Nextflow and nf-core

When developing your code in bioinformatics, you will likely use different tool for different parts of your analyses. Traditionally, you would have about one script per tool, all of which you deploy by hand, one after the other. Together, this is called a workflowor pipeline.

Manual deployment of pipelines can be tedious, especially if you have analyses with many steps, or many samples of different sizes that might need a varying amount of computational power. Luckily for you, other bioinformaticians and software developers have developed something to make your life much easier:

Workflow managers

Workflow managers provide a framework for the creation, execution, and monitoring of pipeline. <…> They simplify pipeline development, optimize resource usage, handle software installation and versions, and run on different compute platforms, enabling workflow portability and sharing. Wratten et al. (2021) Nature Methods

With workflow managers you can develop an automated pipeline from your scripts that can then be run on a variety of systems. Once it is developed, execute a single command to start the pipeline. The manager then coordinates the deployment of the scripts in the appropriate sequence, monitors the jobs, handles the file transfers between scripts, gathers the output, and handles re-execution of failed jobs for you. Workflow managed pipelines can run containers, which eliminates software installation and version conflicts.

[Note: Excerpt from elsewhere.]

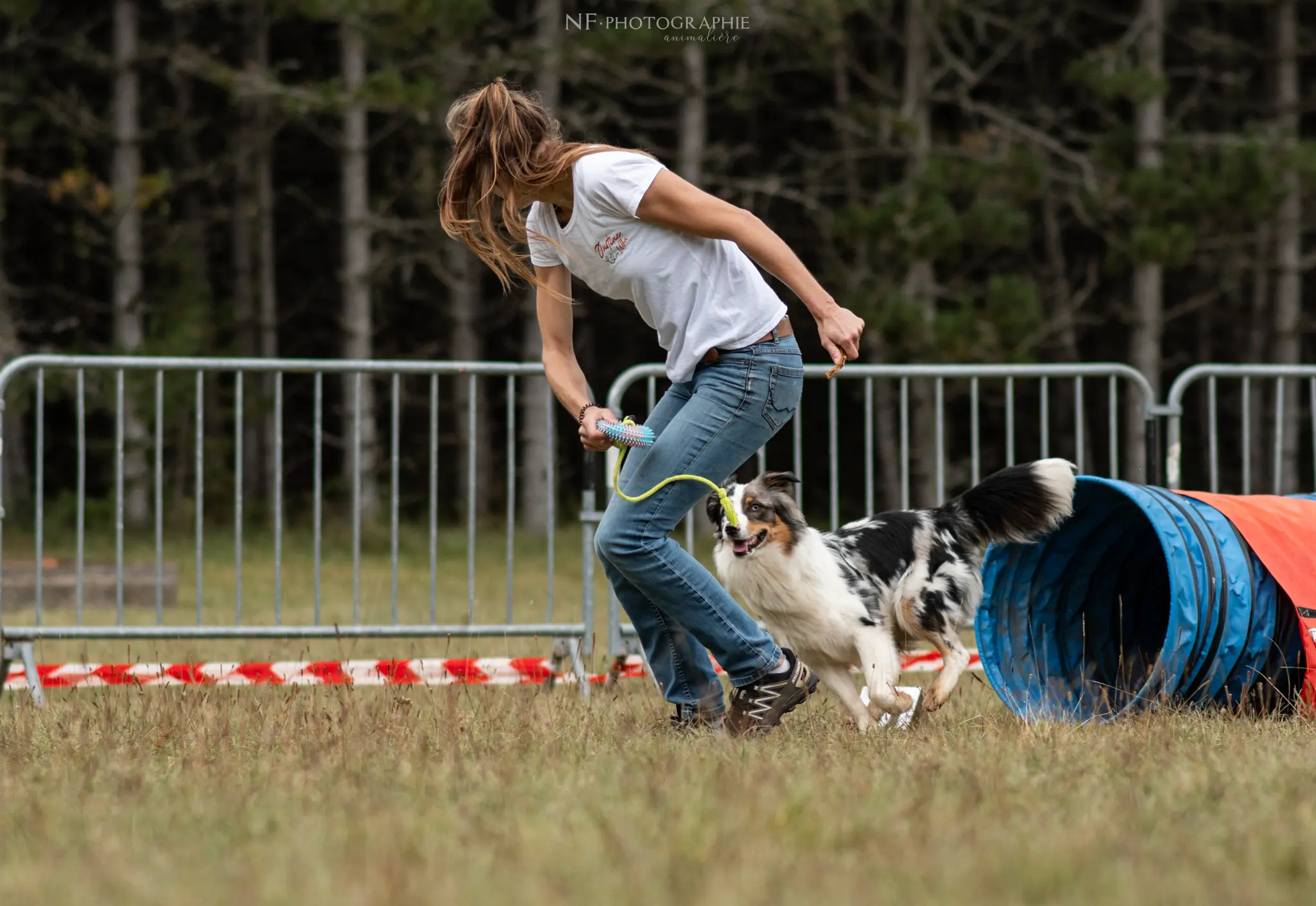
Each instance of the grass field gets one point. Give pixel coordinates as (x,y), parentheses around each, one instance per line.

That means that by design the pipelines are:

  • portable
  • more time efficient (no more downtime between pipeline steps)
  • more resource efficient (mostly, but this might vary depending how skilled a developer you yourself are)
  • easier to install (especially when combined with containers, or environment managers)
  • more reproducible

There are in principle two different flavors of workflow managers: snakemake, and nextflow. In this course we will be introducing you to nexflow.

Nextflow

In nextflow, your scripts are turned into processes, connected by channels that contain the data - input, output etc. The order of the processes, and their interaction with each other, is specfied in the workflow scope.

Note

In this course, we will not write our own processes, or pipeline. However, if you are interested, there are a lot of very good training materials available online.

The executable part of the processes, the so called script, can be written in any language, so in theory you could always choose the language that is best suited for the job (in practice you might be limited to the languages you know). However, the modularity of the processes allows for easy re-use of existing scripts and processes.

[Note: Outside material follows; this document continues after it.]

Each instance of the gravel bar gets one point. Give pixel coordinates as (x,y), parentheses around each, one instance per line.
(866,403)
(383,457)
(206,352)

When moving the pipeline from one system to another, the script stays the same and does not change, the same containers are used. The only thing that changes are the parameters that pertain to the environment and available resources. In other words, with nextflow, the functional logic, the processes, are separated from the executive (how the workflow runs). This makes the nextflow pipelines highly interoperable and portable. They can be run on various platforms, such as HPC clusters, local computers, cloud systems etc..

The pipelines can be integrated with version control tools, such as git or bitbucket, and containers technologies, such as apptainer or docker. This makes the pipeline very reproducible.

The nextflow pipelines are extremely scalable, can be developed on a few samples and easily be run on hundreds or thousands of samples. When possible, processes are run in parallel automatically.

Nexflow performs automatic checks on the processes and their in- and output. It can automatically resume execution at a point of failure without having to re-compute successfully completed parts.

Nextflow is open source.

Here is a more visual summary of some of the points above:

source: Maxime U Garcia, Seqera labs

One reason why we are using, and promoting, nexflow is the community project, nf-core

nf-core

source: nf-core

Nf-core is a very active community around nextflow. Volunteers develop nextflow pipelines around a variety of bioinformatic data.

Here are some flagship pipelines that have been developed by the nf-core community (we will have a look at the entire list on the nf-core homepage in a bit):

source: nf-core

All nf-core pipelines are open source and the source code is available on github. The pipelines are developed by volunteers, who can have a very varied background.

Note

While nf-core is fantastic, please be aware that their pipelines are developed and maintained (or not maintained) by the community. You should not use the pipelines as a black box, but as a tool you need to understand. The responsibility for the end results is still yours, so you need to see if your data is suited for the analysis (good enough quality?), and if the analysis is suitable for your data!

However, nf-core does not only develop pipelines.

The community also develops: - processes that they make available as modules (and optimizes then too). - training material for all user classes. - best practices for documentation. - templates for development.

There is a weekly online helpdesk, and even a podcast.

What makes nf-core pipelines interesting for you?

Nf-core provides already developed pipelines for many different data sets. Likely, a pipelines exists that you can use on your data. The documentation of the pipelines follows nf-core guidelines and is extensive and informative - it is easy to understand what the pipeline does and how it works. All output is explained in detail, with links to more extensive documentation.

Once you have understood how to run a nf-core pipeline their consistency and standardization means you will know most about running a different one.

Using the nf-core launcher, will check your input, and automatically generate commands and configuration files.

And this is on top of all nextflow functionality such as portability, reproducibility and the resume-at-fault option!